Der Abgeordnete Tim Burchett (Republikaner, Tennessee) hat diese Woche ein Gesetz eingeführt, das Exporte verbieten würde. Auch Mehrheitsführer im Senat, John Thune (Republikaner, South Dakota), erklärte sich offen für diese Idee. Ein US-Verbot würde jedoch wahrscheinlich die Preise für den Rest der Welt weiter in die Höhe treiben – und möglicherweise andere große Dieselexporteure wie China und Indien dazu bewegen, dem Beispiel zu folgen.
Russland, China und Indien schränken Exporte ein
Russland hat seine Exporte aufgrund von Schäden an seinen Raffinerien durch ukrainische Drohnenangriffe bereits stark eingeschränkt. China hat seine Raffinerieexporte begrenzt, während Indien eine Ausfuhrsteuer auf Diesel und Benzin eingeführt hat. Diese Entwicklungen verschärfen die globale Knappheit zusätzlich.

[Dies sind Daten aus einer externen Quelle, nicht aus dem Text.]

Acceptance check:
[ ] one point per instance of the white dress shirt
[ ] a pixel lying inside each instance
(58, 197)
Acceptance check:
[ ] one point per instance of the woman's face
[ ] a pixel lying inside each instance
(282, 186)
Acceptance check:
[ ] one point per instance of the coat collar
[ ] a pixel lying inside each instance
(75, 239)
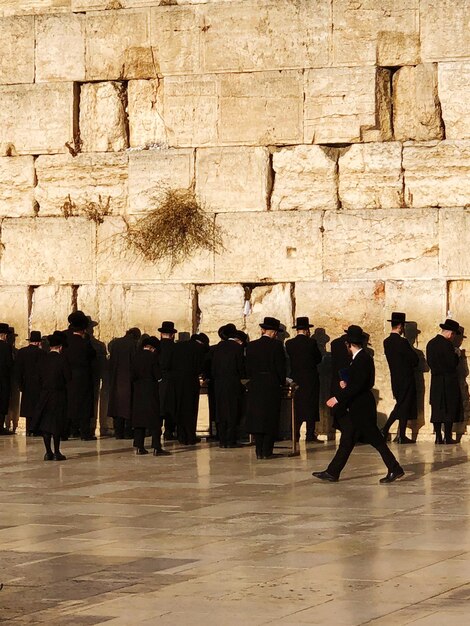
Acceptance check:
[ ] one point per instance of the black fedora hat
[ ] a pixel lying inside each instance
(451, 325)
(398, 318)
(302, 323)
(355, 334)
(168, 328)
(271, 323)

Die Lage zeigt, wie verwundbar die globale Energieversorgungskette ist. Jahrelange Investitionen in Raffineriekapazitäten sollten die Abhängigkeit von Rohölimporten verringern und die Wertschöpfung in den Förderländern erhöhen. Doch geopolitische Konflikte haben diese Strategie nun teilweise zunichtegemacht.
Für deutsche Verbraucher und die Industrie ist die Entwicklung ebenfalls relevant. Deutschland importiert einen erheblichen Teil seiner raffinierten Erdölprodukte. Steigende Dieselpreise weltweit wirken sich direkt auf Transportkosten, Logistik und letztlich auf die Verbraucherpreise aus. Sollten die USA tatsächlich Exportbeschränkungen erlassen, könnte der Druck auf die europäischen Märkte weiter zunehmen.
Die kommenden Wochen werden zeigen, ob die politischen Maßnahmen zur Preisberuhigung beitragen oder die Krise weiter verschärfen. Klar ist: Der Raffinerie-Engpass ist zu einem zentralen Problem der globalen Energieversorgung geworden.